Modest proposals dept.

Wow, and I thought I was militant:

But I have a suggestion that would raise money for the city, reduce vehicular traffic in the Loop and not require a huge collection apparatus.

Every week we could have a pedestrian lottery. Those of us who are always on foot could send a ten-dollar check to City Hall. On Sunday night, one of our alderpersons would don a blindfold and pick a lucky pedestrian.

The winner would get no money. That would go to the City, the Park District, the CTA, whatever.

Instead of cash, though, the winning pedestrian would get a Glock 9mm semiautomatic pistol and a license to kill (like James Bond).

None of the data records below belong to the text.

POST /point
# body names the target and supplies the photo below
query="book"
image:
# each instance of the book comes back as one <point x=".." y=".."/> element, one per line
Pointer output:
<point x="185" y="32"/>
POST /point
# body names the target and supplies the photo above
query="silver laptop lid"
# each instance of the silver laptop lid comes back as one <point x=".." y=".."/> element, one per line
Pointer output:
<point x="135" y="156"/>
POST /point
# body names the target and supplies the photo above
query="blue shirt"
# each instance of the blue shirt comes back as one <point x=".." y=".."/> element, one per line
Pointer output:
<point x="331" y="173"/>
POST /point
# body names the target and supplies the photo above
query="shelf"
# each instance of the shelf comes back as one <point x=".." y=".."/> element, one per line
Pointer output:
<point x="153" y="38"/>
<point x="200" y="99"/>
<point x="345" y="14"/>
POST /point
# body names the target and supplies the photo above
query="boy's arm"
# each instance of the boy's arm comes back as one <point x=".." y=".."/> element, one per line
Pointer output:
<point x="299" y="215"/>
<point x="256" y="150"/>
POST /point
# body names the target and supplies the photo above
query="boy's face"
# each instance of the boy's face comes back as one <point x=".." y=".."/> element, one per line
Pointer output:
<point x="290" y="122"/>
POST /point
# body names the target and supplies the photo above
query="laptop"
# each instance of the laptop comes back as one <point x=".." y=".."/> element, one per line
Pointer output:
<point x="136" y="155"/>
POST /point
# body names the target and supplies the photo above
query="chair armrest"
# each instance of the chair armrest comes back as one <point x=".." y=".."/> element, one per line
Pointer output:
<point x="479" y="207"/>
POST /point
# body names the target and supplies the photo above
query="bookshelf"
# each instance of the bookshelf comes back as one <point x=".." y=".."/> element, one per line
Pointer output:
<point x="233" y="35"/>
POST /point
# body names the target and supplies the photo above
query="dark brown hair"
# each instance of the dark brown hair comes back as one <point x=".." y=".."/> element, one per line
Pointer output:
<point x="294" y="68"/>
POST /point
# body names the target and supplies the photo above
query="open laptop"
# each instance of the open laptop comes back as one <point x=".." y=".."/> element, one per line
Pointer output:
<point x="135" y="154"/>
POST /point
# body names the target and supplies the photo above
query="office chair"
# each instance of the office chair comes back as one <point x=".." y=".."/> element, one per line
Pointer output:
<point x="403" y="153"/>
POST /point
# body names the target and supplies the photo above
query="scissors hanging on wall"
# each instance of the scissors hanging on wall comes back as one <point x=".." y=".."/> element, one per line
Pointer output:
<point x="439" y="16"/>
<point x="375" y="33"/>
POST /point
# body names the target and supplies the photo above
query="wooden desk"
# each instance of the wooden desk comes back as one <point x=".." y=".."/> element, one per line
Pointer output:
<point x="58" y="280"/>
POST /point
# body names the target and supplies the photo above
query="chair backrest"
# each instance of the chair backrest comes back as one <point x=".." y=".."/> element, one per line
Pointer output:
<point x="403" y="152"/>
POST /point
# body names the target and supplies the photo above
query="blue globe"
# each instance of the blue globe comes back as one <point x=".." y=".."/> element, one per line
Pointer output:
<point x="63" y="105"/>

For one week he or she could prowl our Loop streets looking for the most flagrant violators of pedestrian rights and blast away a no questions, no jail time, just a loud Ka-Pow and the guys from Streets and San would show up to haul away the mess.

Public transportation would never be more appealing.

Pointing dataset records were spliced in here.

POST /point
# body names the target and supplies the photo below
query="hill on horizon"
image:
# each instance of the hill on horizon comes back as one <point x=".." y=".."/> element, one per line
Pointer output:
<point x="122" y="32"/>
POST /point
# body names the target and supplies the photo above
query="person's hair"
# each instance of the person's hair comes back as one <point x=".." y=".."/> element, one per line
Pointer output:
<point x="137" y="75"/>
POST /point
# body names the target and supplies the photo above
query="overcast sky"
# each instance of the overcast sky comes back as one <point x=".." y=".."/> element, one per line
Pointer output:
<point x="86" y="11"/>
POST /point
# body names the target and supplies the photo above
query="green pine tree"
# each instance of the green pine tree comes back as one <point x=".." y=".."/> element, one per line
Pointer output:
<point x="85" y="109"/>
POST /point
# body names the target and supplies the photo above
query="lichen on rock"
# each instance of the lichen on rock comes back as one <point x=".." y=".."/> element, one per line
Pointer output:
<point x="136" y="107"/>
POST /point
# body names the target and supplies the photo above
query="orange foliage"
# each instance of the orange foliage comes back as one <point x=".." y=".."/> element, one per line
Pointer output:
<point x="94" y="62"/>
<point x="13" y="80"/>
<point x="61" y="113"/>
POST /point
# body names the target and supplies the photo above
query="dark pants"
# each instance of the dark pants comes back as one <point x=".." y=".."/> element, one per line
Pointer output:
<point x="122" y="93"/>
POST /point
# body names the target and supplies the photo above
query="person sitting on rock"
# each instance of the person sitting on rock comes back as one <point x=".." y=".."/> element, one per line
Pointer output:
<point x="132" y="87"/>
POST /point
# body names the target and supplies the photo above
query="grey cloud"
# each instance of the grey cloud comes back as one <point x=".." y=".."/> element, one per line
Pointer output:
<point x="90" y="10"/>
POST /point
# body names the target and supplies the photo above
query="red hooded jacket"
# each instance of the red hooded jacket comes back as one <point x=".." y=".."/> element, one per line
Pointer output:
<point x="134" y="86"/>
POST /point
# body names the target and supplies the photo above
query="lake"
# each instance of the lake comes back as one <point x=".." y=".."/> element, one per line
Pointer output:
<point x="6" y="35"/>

Jack Zimmerman, one of the downtown Chicago Journal’s columnists, had that modest proposal for cutting traffic and improving pedestrian safety downtown.

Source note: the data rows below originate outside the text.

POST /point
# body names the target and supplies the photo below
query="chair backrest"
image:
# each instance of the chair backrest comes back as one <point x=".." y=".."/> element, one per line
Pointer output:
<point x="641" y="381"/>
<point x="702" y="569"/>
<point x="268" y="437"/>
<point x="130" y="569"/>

And here’s a little gem about how there’s no romance to driving, at least not around here:

If I wanted interesting driving, I’d buy one of those nifty little Ferraris, some genuine kid driving gloves and pick up a skinny-ankled woman named Marcella who would sit beside me and look gorgeous as I tooled around the Italian Alps.

But this is Illinois, Land of Lincoln, a state full of flat land, straight roads and thick ankles. Marcella doesn’t live here.

I will say that even [despite having never learned to drive] I have experienced lovely moments in cars, mostly involving, yes, small cars hugging curves along winding roads in the countryside (and sometimes someone sitting beside me, looking gorgeous). That’s the romantic ideal of “driving as freedom,” not the grinding daily reality of bumper-to-bumper — but yet the caged masses soldier on. Sigh.